Fill in the black using $\subseteq$ OR $\not \subset $
Are my answers correct?
{$\frac {x} {x+1} : x\in \mathbb {N}$} __ $\mathbb {Q}$
ANSWER: $\not \subset $
$\mathbb {Z} \cup [-1,1]$ __ $[-2,2]
ANSWER: $\subseteq$
$\mathbb {N} $ x $\mathbb {Z}$ __ $\mathbb {Z} $ x $\mathbb {N}$
ANSWER: $\not \subset $
$\mathbb {Z} $ x $\mathbb {N}$ __ $\mathbb {N} $ x $\mathbb {Z}$
ANSWER: $\not \subset $
The last two are correct: $\langle 1,-1\rangle$ is in $\Bbb N\times\Bbb Z$ but not in $\Bbb Z\times\Bbb N$, and $\langle -1,1\rangle$ is in $\Bbb Z\times\Bbb N$ but not in $\Bbb N\times\Bbb Z$. The first two, however, are wrong.

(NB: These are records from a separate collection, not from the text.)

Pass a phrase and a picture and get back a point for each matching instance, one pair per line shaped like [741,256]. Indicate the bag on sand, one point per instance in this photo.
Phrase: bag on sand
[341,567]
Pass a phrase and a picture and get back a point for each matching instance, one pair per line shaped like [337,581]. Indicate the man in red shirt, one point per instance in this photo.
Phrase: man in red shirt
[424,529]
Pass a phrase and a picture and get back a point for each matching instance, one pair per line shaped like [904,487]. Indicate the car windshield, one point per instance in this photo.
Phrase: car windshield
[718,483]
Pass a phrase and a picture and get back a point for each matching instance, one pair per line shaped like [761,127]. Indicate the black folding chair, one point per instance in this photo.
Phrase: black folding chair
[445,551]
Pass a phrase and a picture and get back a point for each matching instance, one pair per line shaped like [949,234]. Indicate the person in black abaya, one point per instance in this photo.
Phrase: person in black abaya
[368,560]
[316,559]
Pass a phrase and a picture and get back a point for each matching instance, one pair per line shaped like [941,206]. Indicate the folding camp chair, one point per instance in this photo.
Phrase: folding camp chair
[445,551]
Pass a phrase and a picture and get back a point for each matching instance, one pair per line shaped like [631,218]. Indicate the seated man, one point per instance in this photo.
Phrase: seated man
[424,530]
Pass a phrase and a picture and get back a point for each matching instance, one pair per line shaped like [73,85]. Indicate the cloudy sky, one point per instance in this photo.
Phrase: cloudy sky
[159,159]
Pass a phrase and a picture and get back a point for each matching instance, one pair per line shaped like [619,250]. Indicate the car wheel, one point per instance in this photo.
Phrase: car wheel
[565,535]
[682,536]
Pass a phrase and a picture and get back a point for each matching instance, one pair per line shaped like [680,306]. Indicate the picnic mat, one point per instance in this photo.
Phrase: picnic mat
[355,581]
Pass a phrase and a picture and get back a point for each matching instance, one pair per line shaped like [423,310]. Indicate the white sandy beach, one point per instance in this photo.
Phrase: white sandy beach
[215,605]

If $x\in\Bbb N$, then $x+1\in\Bbb N$ and $x+1\ne 0$, so $\frac{x}{x+1}\in\Bbb Q$. Thus, $\left\{\frac{x}{x+1}:x\in\Bbb N\right\}\subseteq\Bbb Q$.
$3\in\Bbb Z\cup[-1,1]$, but $3\notin[-2,2]$, so $\Bbb Z\cup[-1,1]\nsubseteq[-2,2]$.